Quisiera subrayar también que Jesús ha dicho: « Haced esto en
memoria mía ». La Eucaristía no recuerda un simple hecho; ¡recuerda
a Él! Para el sacerdote, repetir cada día, in persona Christi, las
palabras del «
memorial » es una invitación a desarrollar una « espiritualidad de
la memoria ». En un tiempo en que los rápidos cambios culturales y
sociales oscurecen el sentido de la tradición y exponen,
especialmente a las
nuevas generaciones, al riesgo de perder la relación con las propias
raíces, el sacerdote está llamado a ser, en la comunidad que se le
ha confiado, el hombre del recuerdo fiel de Cristo y todo su
misterio: su prefiguración en el Antiguo Testamento, su realización
en el Nuevo y su progresiva profundización bajo la guía del Espíritu
Santo, en virtud de aquella promesa explícita: «Él será quien os lo
enseñe todo y os vaya
recordando todo lo que os he dicho» (Jn 14, 26).

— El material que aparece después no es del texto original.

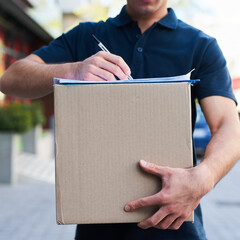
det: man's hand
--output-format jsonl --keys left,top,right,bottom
{"left": 72, "top": 51, "right": 131, "bottom": 81}
{"left": 125, "top": 160, "right": 212, "bottom": 230}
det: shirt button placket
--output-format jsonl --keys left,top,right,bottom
{"left": 136, "top": 34, "right": 141, "bottom": 39}
{"left": 136, "top": 35, "right": 144, "bottom": 54}
{"left": 131, "top": 34, "right": 144, "bottom": 76}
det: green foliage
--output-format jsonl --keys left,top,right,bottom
{"left": 23, "top": 101, "right": 46, "bottom": 127}
{"left": 0, "top": 103, "right": 32, "bottom": 133}
{"left": 0, "top": 101, "right": 45, "bottom": 133}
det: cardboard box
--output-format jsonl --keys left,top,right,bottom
{"left": 54, "top": 80, "right": 193, "bottom": 224}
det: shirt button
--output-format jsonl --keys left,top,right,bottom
{"left": 136, "top": 34, "right": 141, "bottom": 39}
{"left": 137, "top": 47, "right": 143, "bottom": 53}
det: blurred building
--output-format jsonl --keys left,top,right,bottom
{"left": 189, "top": 0, "right": 240, "bottom": 79}
{"left": 59, "top": 0, "right": 108, "bottom": 32}
{"left": 58, "top": 0, "right": 86, "bottom": 31}
{"left": 0, "top": 0, "right": 54, "bottom": 76}
{"left": 59, "top": 0, "right": 125, "bottom": 32}
{"left": 27, "top": 0, "right": 63, "bottom": 38}
{"left": 0, "top": 0, "right": 62, "bottom": 128}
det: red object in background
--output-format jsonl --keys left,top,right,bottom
{"left": 232, "top": 78, "right": 240, "bottom": 90}
{"left": 0, "top": 17, "right": 52, "bottom": 127}
{"left": 11, "top": 36, "right": 21, "bottom": 64}
{"left": 0, "top": 28, "right": 6, "bottom": 74}
{"left": 23, "top": 42, "right": 31, "bottom": 55}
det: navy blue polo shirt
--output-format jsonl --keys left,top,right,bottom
{"left": 34, "top": 6, "right": 235, "bottom": 240}
{"left": 34, "top": 7, "right": 235, "bottom": 105}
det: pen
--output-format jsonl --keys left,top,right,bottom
{"left": 92, "top": 34, "right": 133, "bottom": 80}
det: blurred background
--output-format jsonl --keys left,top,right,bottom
{"left": 0, "top": 0, "right": 240, "bottom": 239}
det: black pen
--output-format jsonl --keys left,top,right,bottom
{"left": 92, "top": 34, "right": 133, "bottom": 80}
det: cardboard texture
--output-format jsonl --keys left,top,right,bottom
{"left": 54, "top": 82, "right": 193, "bottom": 225}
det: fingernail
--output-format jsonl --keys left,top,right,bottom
{"left": 140, "top": 160, "right": 147, "bottom": 166}
{"left": 124, "top": 205, "right": 131, "bottom": 212}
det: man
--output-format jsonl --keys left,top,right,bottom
{"left": 0, "top": 0, "right": 240, "bottom": 239}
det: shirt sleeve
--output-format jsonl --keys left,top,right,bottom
{"left": 193, "top": 38, "right": 237, "bottom": 104}
{"left": 33, "top": 24, "right": 81, "bottom": 63}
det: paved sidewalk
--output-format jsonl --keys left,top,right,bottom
{"left": 0, "top": 153, "right": 239, "bottom": 240}
{"left": 0, "top": 153, "right": 76, "bottom": 240}
{"left": 16, "top": 153, "right": 55, "bottom": 184}
{"left": 201, "top": 160, "right": 240, "bottom": 240}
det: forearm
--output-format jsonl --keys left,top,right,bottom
{"left": 0, "top": 56, "right": 73, "bottom": 99}
{"left": 197, "top": 119, "right": 240, "bottom": 188}
{"left": 196, "top": 97, "right": 240, "bottom": 192}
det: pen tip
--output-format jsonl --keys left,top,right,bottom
{"left": 92, "top": 34, "right": 100, "bottom": 44}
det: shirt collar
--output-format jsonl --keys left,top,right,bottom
{"left": 156, "top": 8, "right": 178, "bottom": 30}
{"left": 109, "top": 6, "right": 178, "bottom": 30}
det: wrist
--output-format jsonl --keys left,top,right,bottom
{"left": 53, "top": 62, "right": 79, "bottom": 80}
{"left": 190, "top": 161, "right": 215, "bottom": 198}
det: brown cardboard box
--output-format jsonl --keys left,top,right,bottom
{"left": 54, "top": 80, "right": 193, "bottom": 224}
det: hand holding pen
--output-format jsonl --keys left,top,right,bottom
{"left": 92, "top": 34, "right": 133, "bottom": 80}
{"left": 68, "top": 35, "right": 132, "bottom": 82}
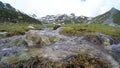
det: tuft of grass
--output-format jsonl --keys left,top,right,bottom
{"left": 62, "top": 53, "right": 112, "bottom": 68}
{"left": 60, "top": 24, "right": 120, "bottom": 38}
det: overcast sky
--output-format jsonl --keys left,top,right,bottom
{"left": 1, "top": 0, "right": 120, "bottom": 17}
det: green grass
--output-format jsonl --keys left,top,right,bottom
{"left": 60, "top": 24, "right": 120, "bottom": 38}
{"left": 92, "top": 12, "right": 109, "bottom": 24}
{"left": 0, "top": 23, "right": 43, "bottom": 38}
{"left": 113, "top": 11, "right": 120, "bottom": 25}
{"left": 0, "top": 23, "right": 58, "bottom": 38}
{"left": 1, "top": 23, "right": 120, "bottom": 38}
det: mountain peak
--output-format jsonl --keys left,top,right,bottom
{"left": 109, "top": 7, "right": 119, "bottom": 13}
{"left": 0, "top": 1, "right": 5, "bottom": 7}
{"left": 0, "top": 1, "right": 15, "bottom": 10}
{"left": 91, "top": 7, "right": 120, "bottom": 25}
{"left": 111, "top": 7, "right": 117, "bottom": 10}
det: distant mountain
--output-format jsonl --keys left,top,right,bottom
{"left": 40, "top": 13, "right": 89, "bottom": 24}
{"left": 0, "top": 1, "right": 41, "bottom": 23}
{"left": 90, "top": 7, "right": 120, "bottom": 26}
{"left": 0, "top": 1, "right": 15, "bottom": 10}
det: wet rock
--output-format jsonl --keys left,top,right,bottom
{"left": 111, "top": 44, "right": 120, "bottom": 63}
{"left": 0, "top": 46, "right": 27, "bottom": 61}
{"left": 0, "top": 35, "right": 26, "bottom": 49}
{"left": 96, "top": 34, "right": 120, "bottom": 45}
{"left": 112, "top": 44, "right": 120, "bottom": 53}
{"left": 86, "top": 34, "right": 103, "bottom": 45}
{"left": 0, "top": 28, "right": 119, "bottom": 68}
{"left": 86, "top": 33, "right": 120, "bottom": 46}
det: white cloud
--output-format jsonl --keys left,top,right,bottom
{"left": 1, "top": 0, "right": 120, "bottom": 17}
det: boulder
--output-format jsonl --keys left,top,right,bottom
{"left": 25, "top": 30, "right": 51, "bottom": 48}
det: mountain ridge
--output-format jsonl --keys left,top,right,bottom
{"left": 0, "top": 1, "right": 120, "bottom": 25}
{"left": 40, "top": 7, "right": 120, "bottom": 26}
{"left": 90, "top": 7, "right": 120, "bottom": 26}
{"left": 40, "top": 13, "right": 89, "bottom": 24}
{"left": 0, "top": 1, "right": 41, "bottom": 23}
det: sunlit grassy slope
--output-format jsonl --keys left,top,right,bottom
{"left": 0, "top": 23, "right": 57, "bottom": 38}
{"left": 60, "top": 24, "right": 120, "bottom": 37}
{"left": 0, "top": 23, "right": 42, "bottom": 37}
{"left": 91, "top": 8, "right": 120, "bottom": 25}
{"left": 113, "top": 11, "right": 120, "bottom": 25}
{"left": 0, "top": 8, "right": 41, "bottom": 23}
{"left": 0, "top": 23, "right": 120, "bottom": 38}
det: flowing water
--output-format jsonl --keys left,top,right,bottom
{"left": 0, "top": 27, "right": 119, "bottom": 68}
{"left": 39, "top": 28, "right": 120, "bottom": 68}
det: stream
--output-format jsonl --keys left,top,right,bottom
{"left": 0, "top": 27, "right": 119, "bottom": 68}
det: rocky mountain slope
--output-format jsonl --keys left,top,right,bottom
{"left": 0, "top": 1, "right": 41, "bottom": 23}
{"left": 40, "top": 13, "right": 89, "bottom": 24}
{"left": 90, "top": 7, "right": 120, "bottom": 26}
{"left": 40, "top": 7, "right": 120, "bottom": 26}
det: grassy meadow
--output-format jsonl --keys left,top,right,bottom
{"left": 60, "top": 24, "right": 120, "bottom": 38}
{"left": 0, "top": 23, "right": 120, "bottom": 38}
{"left": 0, "top": 23, "right": 44, "bottom": 38}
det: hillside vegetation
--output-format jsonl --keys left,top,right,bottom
{"left": 113, "top": 11, "right": 120, "bottom": 25}
{"left": 91, "top": 8, "right": 120, "bottom": 25}
{"left": 0, "top": 23, "right": 58, "bottom": 38}
{"left": 0, "top": 23, "right": 43, "bottom": 38}
{"left": 61, "top": 24, "right": 120, "bottom": 38}
{"left": 0, "top": 8, "right": 40, "bottom": 23}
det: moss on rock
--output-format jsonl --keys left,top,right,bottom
{"left": 25, "top": 30, "right": 51, "bottom": 48}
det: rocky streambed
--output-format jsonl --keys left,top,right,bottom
{"left": 0, "top": 27, "right": 120, "bottom": 68}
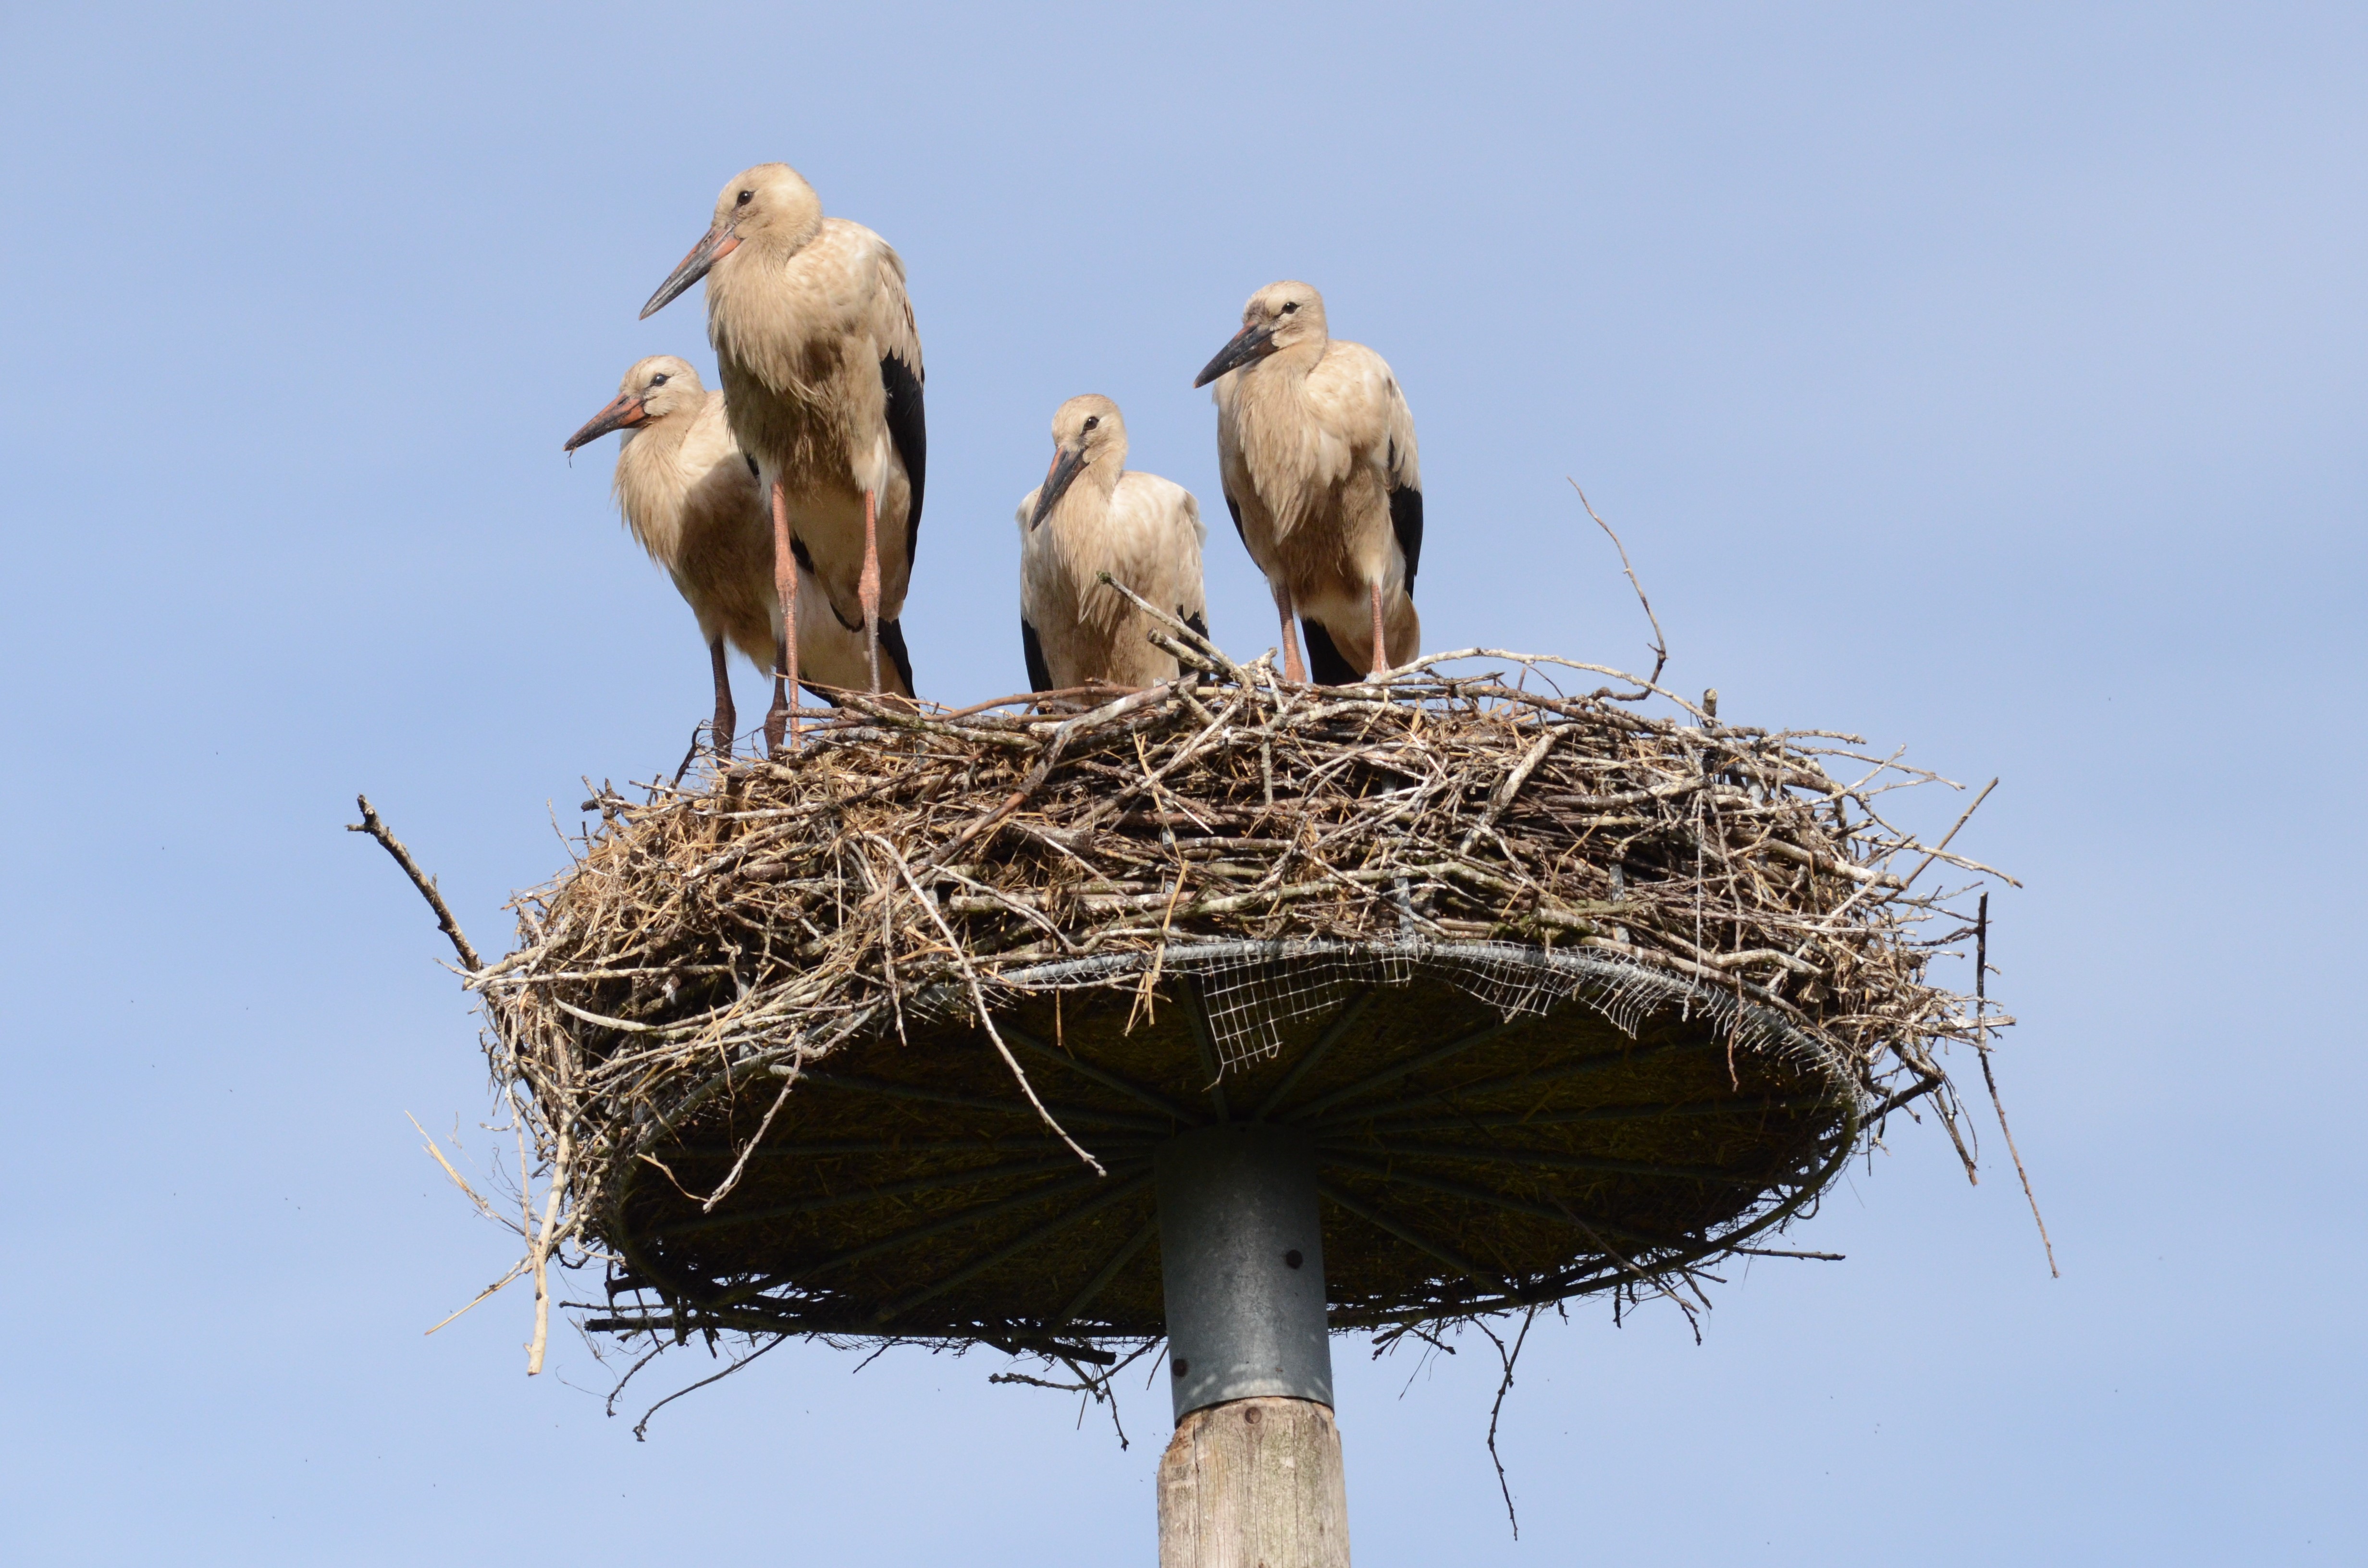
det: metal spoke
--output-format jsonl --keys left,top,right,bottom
{"left": 649, "top": 1154, "right": 1091, "bottom": 1239}
{"left": 1052, "top": 1217, "right": 1159, "bottom": 1327}
{"left": 668, "top": 1136, "right": 1163, "bottom": 1159}
{"left": 788, "top": 1163, "right": 1142, "bottom": 1281}
{"left": 1317, "top": 1180, "right": 1506, "bottom": 1287}
{"left": 1305, "top": 1037, "right": 1724, "bottom": 1130}
{"left": 585, "top": 1307, "right": 872, "bottom": 1337}
{"left": 1328, "top": 1106, "right": 1866, "bottom": 1329}
{"left": 1325, "top": 1270, "right": 1633, "bottom": 1331}
{"left": 1358, "top": 1092, "right": 1840, "bottom": 1137}
{"left": 876, "top": 1172, "right": 1158, "bottom": 1324}
{"left": 998, "top": 1021, "right": 1204, "bottom": 1125}
{"left": 1281, "top": 1014, "right": 1532, "bottom": 1124}
{"left": 1321, "top": 1150, "right": 1673, "bottom": 1250}
{"left": 799, "top": 1068, "right": 1173, "bottom": 1133}
{"left": 1249, "top": 988, "right": 1378, "bottom": 1121}
{"left": 1178, "top": 975, "right": 1230, "bottom": 1120}
{"left": 1320, "top": 1139, "right": 1773, "bottom": 1185}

Una existencia «consagrada»
6. «Mysterium fidei!». Con esta exclamación el sacerdote
manifiesta, después de la consagración del pan y el vino, el estupor
siempre nuevo por el prodigio extraordinario que ha tenido lugar
entre sus manos. Un
prodigio que sólo los ojos de la fe pueden percibir. Los elementos
naturales no pierden sus características externas, ya que las
especies siguen siendo las del pan y del vino; pero su sustancia,
por el poder de
la palabra de Cristo y la acción del Espíritu Santo, se convierte en
la sustancia del cuerpo y la sangre de Cristo. Por eso, sobre el
altar está presente «verdadera, real, sustancialmente» Cristo muerto
y resucitado
en toda su humanidad y divinidad. Así pues, es una realidad
eminentemente sagrada. Por este motivo la Iglesia trata este
Misterio con suma reverencia, y vigila atentamente para que se
observen las
normas litúrgicas, establecidas para tutelar la santidad de un
Sacramento tan grande.
Nosotros, sacerdotes, somos los celebrantes, pero también los
custodios de este sacrosanto Misterio. De nuestra relación con la
Eucaristía se desprende también, en su sentido más exigente, la
condición «sagrada» de nuestra vida. Una condición que se ha de
reflejar en todo nuestro modo de ser, pero ante todo en el modo
mismo de celebrar. ¡Acudamos para ello a la escuela de los Santos!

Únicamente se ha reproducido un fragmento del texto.